Des miracles. Oui. Et toujours la même plume
miraculeuse, en effet, précise comme un instrument
d'exactitude, fine comme le tranchant d'un scalpel, juste
comme la plus délicate balance, touchant
l'infiniment délicat d'un trait infiniment
sûr, photographiant l'invisible, profitant avec la
netteté de l'acier les contours les plus vaguement
entrevus par d'autres yeux que les tiens, formulant d'un
mot la plus compliquée des physionomies, fixant
comme un réactif lé plus changeant iris
d'un prisme moral, et burinant pour toujours une
tête, un caractère, une vie, une
idée, un aspect des choses, qui désormais
ne passera plus, et acquiert sous ta pointe son
tracé définitif et sa dernière
expression! Oui, miraculeux talent, qui a toujours
été une de mes extases et une de mes joies;
diamant [mot illisible] dont j'ai le premier
salué d'un cri radieux la première facette,
et qui a depuis dégagé toutes les autres,
et n'a rien perdu de sa taille accomplie et de son eau
parfaite. 0 mon ami, que tu es heureux, et quel rare
équilibre de facultés il faut
posséder pour calquer si admirablement les
réalités dans la traduction toujours plus
ou moins approximative de la parole! Tu ne traduis pas,
toi. Parole et pensée sont identiques, chez toi.

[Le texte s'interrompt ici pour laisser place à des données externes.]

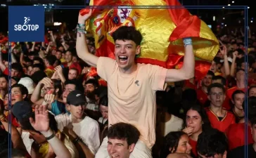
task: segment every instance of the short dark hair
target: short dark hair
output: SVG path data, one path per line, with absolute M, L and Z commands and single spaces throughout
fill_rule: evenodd
M 207 157 L 223 154 L 229 150 L 228 139 L 223 132 L 215 129 L 203 131 L 198 136 L 197 149 L 198 153 Z
M 34 57 L 33 59 L 34 61 L 39 61 L 40 64 L 44 65 L 44 60 L 40 57 Z
M 254 88 L 256 88 L 256 86 L 250 86 L 250 88 L 248 88 L 248 95 L 249 95 L 249 93 L 250 93 L 250 90 L 252 90 Z
M 18 71 L 19 73 L 23 73 L 23 68 L 18 62 L 13 62 L 11 64 L 11 69 Z
M 93 84 L 94 88 L 98 87 L 98 81 L 96 79 L 88 79 L 88 81 L 87 81 L 84 83 L 84 86 L 87 84 Z
M 75 90 L 79 90 L 80 91 L 84 91 L 84 86 L 81 84 L 81 82 L 76 79 L 67 79 L 64 85 L 66 86 L 67 84 L 74 84 L 75 86 Z
M 212 80 L 217 80 L 217 79 L 220 79 L 222 81 L 222 84 L 225 86 L 226 85 L 226 79 L 224 78 L 222 76 L 214 76 L 212 77 Z
M 213 72 L 212 72 L 212 71 L 208 71 L 208 72 L 207 72 L 206 75 L 211 75 L 212 77 L 213 77 L 214 76 L 215 76 L 215 73 L 213 73 Z
M 184 131 L 172 131 L 169 133 L 164 140 L 163 148 L 161 150 L 160 157 L 167 157 L 170 153 L 174 153 L 178 147 L 179 141 L 183 135 L 186 135 Z
M 242 91 L 242 90 L 236 90 L 236 91 L 234 91 L 233 93 L 232 93 L 232 100 L 235 100 L 235 96 L 236 94 L 241 94 L 241 93 L 243 93 L 244 94 L 245 93 Z
M 136 144 L 140 136 L 139 130 L 132 124 L 123 122 L 117 123 L 108 129 L 108 138 L 112 139 L 126 140 L 128 145 Z
M 134 27 L 122 26 L 113 34 L 114 41 L 116 40 L 131 40 L 134 41 L 136 46 L 141 44 L 142 35 Z
M 8 77 L 4 74 L 0 74 L 0 78 L 4 78 L 7 83 L 8 83 Z
M 28 97 L 28 90 L 27 87 L 24 86 L 23 84 L 15 84 L 11 86 L 11 88 L 13 88 L 15 87 L 18 87 L 20 88 L 22 95 L 26 95 L 24 100 L 27 100 Z
M 210 95 L 210 93 L 212 90 L 212 88 L 219 88 L 220 89 L 222 89 L 223 91 L 223 93 L 225 93 L 226 92 L 226 90 L 225 90 L 225 88 L 224 86 L 224 85 L 221 84 L 219 84 L 219 83 L 214 83 L 214 84 L 211 84 L 207 88 L 207 95 L 209 96 Z
M 202 122 L 203 122 L 203 124 L 202 124 L 202 131 L 210 131 L 212 129 L 212 125 L 210 122 L 208 116 L 206 113 L 206 111 L 202 105 L 200 105 L 199 104 L 192 105 L 191 107 L 190 108 L 188 108 L 188 110 L 186 112 L 186 112 L 190 110 L 196 111 L 199 114 L 199 115 L 201 117 Z M 185 117 L 184 118 L 184 121 L 183 121 L 184 128 L 186 127 L 186 117 Z

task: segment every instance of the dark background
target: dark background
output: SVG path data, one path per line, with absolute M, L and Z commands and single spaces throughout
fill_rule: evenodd
M 30 6 L 30 5 L 54 5 L 54 6 L 85 6 L 89 0 L 0 0 L 0 32 L 7 32 L 8 29 L 8 6 Z M 234 1 L 234 3 L 232 3 Z M 253 29 L 256 28 L 256 7 L 252 5 L 255 1 L 249 0 L 180 0 L 184 6 L 248 6 L 248 24 Z M 223 29 L 234 29 L 244 26 L 244 14 L 243 10 L 236 9 L 189 9 L 191 14 L 200 17 L 207 25 L 212 25 L 215 32 L 216 27 L 219 25 Z M 68 29 L 75 28 L 77 22 L 79 9 L 46 9 L 46 19 L 52 22 L 65 22 Z M 216 20 L 213 21 L 213 16 Z M 252 20 L 252 22 L 251 22 Z M 226 25 L 226 27 L 225 27 Z M 46 27 L 58 29 L 58 27 Z

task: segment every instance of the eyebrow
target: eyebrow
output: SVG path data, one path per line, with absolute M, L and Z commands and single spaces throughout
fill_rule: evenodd
M 115 45 L 120 46 L 121 44 L 115 44 Z M 132 44 L 125 44 L 124 46 L 132 46 Z

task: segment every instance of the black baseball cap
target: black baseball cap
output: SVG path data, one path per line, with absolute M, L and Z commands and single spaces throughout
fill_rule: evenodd
M 71 91 L 67 96 L 67 103 L 78 106 L 87 103 L 84 94 L 79 90 Z
M 32 112 L 32 105 L 27 101 L 19 101 L 13 105 L 11 112 L 18 121 L 23 120 L 28 114 Z

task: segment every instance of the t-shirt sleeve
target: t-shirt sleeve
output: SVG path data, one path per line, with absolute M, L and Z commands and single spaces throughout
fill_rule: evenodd
M 157 65 L 148 65 L 149 82 L 154 91 L 164 91 L 167 70 Z
M 97 62 L 97 73 L 98 76 L 108 81 L 108 79 L 117 66 L 118 65 L 115 60 L 108 57 L 100 57 Z
M 95 121 L 94 123 L 91 123 L 90 126 L 87 126 L 86 128 L 89 128 L 87 133 L 89 136 L 82 135 L 81 136 L 81 138 L 88 146 L 90 151 L 94 154 L 96 154 L 100 147 L 100 132 L 98 124 L 96 121 Z
M 72 123 L 71 117 L 66 114 L 60 114 L 55 117 L 55 119 L 58 124 L 58 129 L 63 131 L 64 127 Z

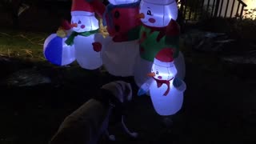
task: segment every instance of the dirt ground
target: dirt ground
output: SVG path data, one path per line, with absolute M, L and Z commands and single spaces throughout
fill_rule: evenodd
M 38 28 L 31 25 L 31 30 L 54 30 L 56 25 L 39 24 L 41 21 L 54 23 L 50 18 L 41 18 L 34 21 Z M 26 20 L 33 19 L 36 18 Z M 29 25 L 24 27 L 30 30 Z M 187 90 L 182 109 L 174 116 L 170 130 L 162 126 L 150 97 L 136 96 L 138 88 L 133 78 L 115 78 L 76 66 L 56 67 L 18 59 L 2 62 L 0 143 L 47 143 L 66 116 L 91 98 L 101 85 L 116 79 L 134 86 L 127 124 L 140 137 L 130 139 L 118 129 L 114 130 L 117 142 L 113 143 L 256 143 L 255 66 L 225 63 L 218 54 L 192 50 L 186 50 L 184 56 Z M 32 68 L 50 78 L 52 82 L 23 87 L 5 83 L 9 74 Z

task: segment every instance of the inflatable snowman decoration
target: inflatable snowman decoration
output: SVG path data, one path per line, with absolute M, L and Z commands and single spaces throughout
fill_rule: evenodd
M 50 36 L 45 42 L 45 49 L 51 52 L 50 58 L 54 58 L 56 55 L 60 55 L 60 50 L 54 50 L 55 47 L 62 47 L 62 50 L 69 50 L 70 51 L 70 58 L 74 58 L 77 60 L 79 66 L 84 69 L 94 70 L 99 68 L 102 65 L 101 58 L 101 50 L 102 36 L 98 33 L 98 21 L 95 18 L 94 5 L 86 0 L 73 0 L 71 7 L 71 24 L 70 27 L 68 24 L 64 24 L 64 31 L 66 33 L 66 38 L 50 38 Z M 58 34 L 62 35 L 62 34 Z M 62 43 L 60 42 L 62 39 Z M 58 41 L 58 42 L 57 42 Z M 47 52 L 47 51 L 46 51 Z M 45 52 L 47 58 L 48 53 Z M 72 53 L 71 53 L 72 52 Z M 63 52 L 62 52 L 63 54 Z M 63 55 L 63 54 L 62 54 Z M 66 58 L 67 59 L 67 58 Z M 69 61 L 70 62 L 71 60 Z M 68 63 L 68 62 L 66 62 Z
M 156 55 L 152 66 L 151 78 L 142 85 L 138 95 L 148 90 L 155 111 L 162 116 L 176 114 L 183 103 L 185 82 L 178 78 L 172 49 L 162 49 Z
M 75 61 L 74 46 L 67 46 L 65 41 L 67 35 L 72 32 L 72 26 L 67 21 L 62 21 L 56 34 L 52 34 L 46 38 L 43 45 L 45 58 L 52 64 L 66 66 Z
M 148 78 L 156 54 L 163 48 L 174 49 L 177 77 L 185 77 L 184 58 L 178 50 L 179 26 L 175 22 L 178 6 L 175 0 L 142 0 L 139 17 L 142 26 L 139 34 L 140 57 L 134 67 L 134 80 L 138 87 Z
M 104 39 L 102 62 L 112 75 L 134 76 L 138 56 L 138 32 L 141 26 L 138 14 L 139 0 L 109 0 L 103 14 L 109 37 Z

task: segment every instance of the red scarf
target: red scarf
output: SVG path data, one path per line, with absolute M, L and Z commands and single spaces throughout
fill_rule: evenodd
M 157 82 L 158 88 L 161 87 L 162 84 L 167 85 L 167 90 L 165 92 L 165 94 L 163 94 L 164 96 L 166 96 L 170 91 L 170 81 L 171 81 L 173 78 L 171 78 L 170 80 L 159 80 L 159 79 L 157 79 L 154 77 L 152 77 L 152 78 Z
M 158 34 L 158 38 L 156 39 L 157 42 L 159 42 L 166 35 L 166 26 L 164 26 L 164 27 L 153 27 L 153 26 L 146 26 L 143 23 L 142 23 L 142 26 L 150 29 L 150 34 L 152 34 L 154 31 L 159 31 L 159 34 Z M 142 35 L 142 41 L 143 41 L 146 38 L 146 33 L 142 34 L 145 34 L 145 35 Z M 142 41 L 140 42 L 142 42 Z

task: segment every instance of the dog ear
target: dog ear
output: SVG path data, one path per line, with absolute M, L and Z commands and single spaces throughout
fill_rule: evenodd
M 130 101 L 132 99 L 133 91 L 130 83 L 126 82 L 124 94 L 127 101 Z

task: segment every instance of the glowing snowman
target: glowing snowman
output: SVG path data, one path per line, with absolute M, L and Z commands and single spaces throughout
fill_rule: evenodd
M 75 58 L 84 69 L 94 70 L 102 65 L 101 58 L 102 36 L 98 34 L 98 21 L 94 8 L 86 0 L 73 0 L 71 25 L 73 32 L 66 43 L 75 48 Z
M 75 61 L 74 46 L 65 43 L 66 38 L 52 34 L 46 38 L 43 45 L 43 54 L 50 63 L 57 66 L 66 66 Z
M 142 85 L 138 94 L 150 91 L 155 111 L 162 116 L 176 114 L 182 106 L 186 83 L 175 78 L 177 69 L 173 62 L 171 49 L 160 50 L 152 66 L 151 76 Z
M 104 39 L 102 62 L 106 70 L 114 76 L 133 76 L 138 56 L 139 0 L 109 0 L 103 15 L 109 37 Z M 138 31 L 136 33 L 136 31 Z
M 62 21 L 56 34 L 48 36 L 43 45 L 43 54 L 50 63 L 66 66 L 75 61 L 74 46 L 67 46 L 65 41 L 72 32 L 72 26 L 67 21 Z
M 178 17 L 178 6 L 175 0 L 142 0 L 140 18 L 142 26 L 140 32 L 140 57 L 135 64 L 134 80 L 138 86 L 146 81 L 146 74 L 150 72 L 156 54 L 166 47 L 174 48 L 174 63 L 178 70 L 177 77 L 185 77 L 184 58 L 178 50 L 179 26 L 175 22 Z M 178 33 L 174 33 L 173 30 Z M 168 35 L 174 34 L 173 35 Z M 167 44 L 166 37 L 171 44 Z

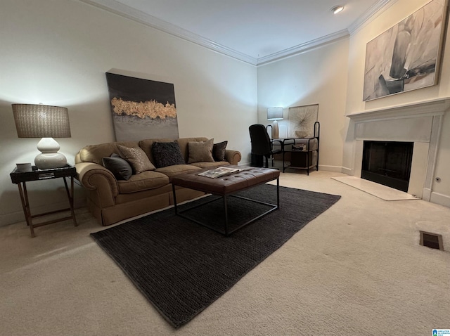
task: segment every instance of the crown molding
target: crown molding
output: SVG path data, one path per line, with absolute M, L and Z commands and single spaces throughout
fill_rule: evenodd
M 261 57 L 258 58 L 257 65 L 262 65 L 263 64 L 266 64 L 274 60 L 278 60 L 281 58 L 285 58 L 286 57 L 292 56 L 301 53 L 304 53 L 305 51 L 307 51 L 309 50 L 317 48 L 324 44 L 328 44 L 329 43 L 336 41 L 348 36 L 349 36 L 348 30 L 342 30 L 339 32 L 330 34 L 329 35 L 326 35 L 322 37 L 319 37 L 319 39 L 302 43 L 302 44 L 299 44 L 298 46 L 292 46 L 292 48 L 288 48 L 287 49 L 282 50 L 277 53 L 271 53 L 264 57 Z
M 134 9 L 129 6 L 124 5 L 115 0 L 79 0 L 82 2 L 92 5 L 108 12 L 126 18 L 133 21 L 145 25 L 148 27 L 157 29 L 162 32 L 176 36 L 184 40 L 195 43 L 200 46 L 218 53 L 233 57 L 238 60 L 246 62 L 252 65 L 257 65 L 257 59 L 245 53 L 232 49 L 218 43 L 205 39 L 200 35 L 180 28 L 167 21 L 159 19 L 155 16 L 146 14 Z
M 243 53 L 232 49 L 227 46 L 219 44 L 214 41 L 210 40 L 200 35 L 194 34 L 188 30 L 184 30 L 175 25 L 172 25 L 167 21 L 159 19 L 155 16 L 146 14 L 141 11 L 134 9 L 129 6 L 121 4 L 115 0 L 79 0 L 85 4 L 105 10 L 117 15 L 126 18 L 133 21 L 141 23 L 148 27 L 160 30 L 171 35 L 176 36 L 186 41 L 202 46 L 210 50 L 232 57 L 243 62 L 252 65 L 261 65 L 269 62 L 278 60 L 281 58 L 292 56 L 295 54 L 304 53 L 314 48 L 323 46 L 328 43 L 333 43 L 340 39 L 345 38 L 353 34 L 357 29 L 363 25 L 370 19 L 374 18 L 376 14 L 378 16 L 385 9 L 390 7 L 392 4 L 397 0 L 380 0 L 372 6 L 364 14 L 356 21 L 353 22 L 348 30 L 343 30 L 340 32 L 326 35 L 319 39 L 316 39 L 308 42 L 305 42 L 298 46 L 282 50 L 277 53 L 268 55 L 259 58 L 246 55 Z M 389 4 L 390 6 L 387 6 Z
M 380 0 L 374 4 L 358 20 L 349 26 L 348 30 L 350 35 L 354 34 L 363 25 L 375 19 L 397 1 L 397 0 Z

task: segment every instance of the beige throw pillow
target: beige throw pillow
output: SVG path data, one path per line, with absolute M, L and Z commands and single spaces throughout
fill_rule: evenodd
M 129 162 L 136 174 L 155 169 L 155 166 L 142 149 L 122 145 L 117 145 L 117 148 L 122 158 Z
M 189 141 L 188 143 L 188 151 L 189 152 L 188 163 L 214 162 L 213 146 L 213 138 L 206 141 Z

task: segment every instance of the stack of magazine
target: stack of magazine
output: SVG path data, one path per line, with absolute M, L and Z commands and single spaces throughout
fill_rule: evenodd
M 214 169 L 207 170 L 206 172 L 198 173 L 198 175 L 200 175 L 202 176 L 210 177 L 211 179 L 217 179 L 217 177 L 224 176 L 225 175 L 230 175 L 231 174 L 237 173 L 243 170 L 245 170 L 245 169 L 219 167 Z

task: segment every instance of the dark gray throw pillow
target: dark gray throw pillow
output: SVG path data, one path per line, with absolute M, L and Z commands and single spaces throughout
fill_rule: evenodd
M 214 143 L 212 146 L 212 157 L 214 161 L 225 161 L 225 148 L 228 141 Z
M 176 142 L 154 142 L 152 145 L 152 154 L 157 168 L 186 164 L 180 146 Z
M 103 157 L 102 162 L 103 167 L 110 170 L 117 180 L 127 181 L 133 174 L 131 166 L 118 154 L 113 153 L 110 157 Z

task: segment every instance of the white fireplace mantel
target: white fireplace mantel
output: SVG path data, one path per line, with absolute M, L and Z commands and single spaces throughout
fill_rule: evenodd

Relief, couleur, son même de la sensation, revivent
dans les pages. Et les marbres que tu sculptes sont la
vie elle-même.
Ce que tu m'écris de notre cher Heim, c'est
l'absolu et l'adéquat. Cette âme complexe
est toute entière renfermée dans tes six
lignes; comme in nuce. Tu lui a prêté
l'attitude statuaire que la mort lui imprimait à
son insu; son visage avait déjà
l'immobilité du Paros, et sa haute taille semblait
s'envelopper jusqu'à terre de plis antiques et
harmonieux. Ta belle langue a valu un ciseau. C'est bien
lui, réduit à ses lignes maitresses, et tel
qu'il vivra désormais dans la mémoire de
ses amis. Ton paragraphe sur lui est plus qu'un
médaillon, c'est un piédestal, où il
se tient debout, et tel que tu l'as esquissé, tel
je le reverrai toujours. La transfiguration de la mort a
passé par là, et l'a marqué de son
sceau solennel.
J'ai tout dit, je crois, de nos derniers entretiens.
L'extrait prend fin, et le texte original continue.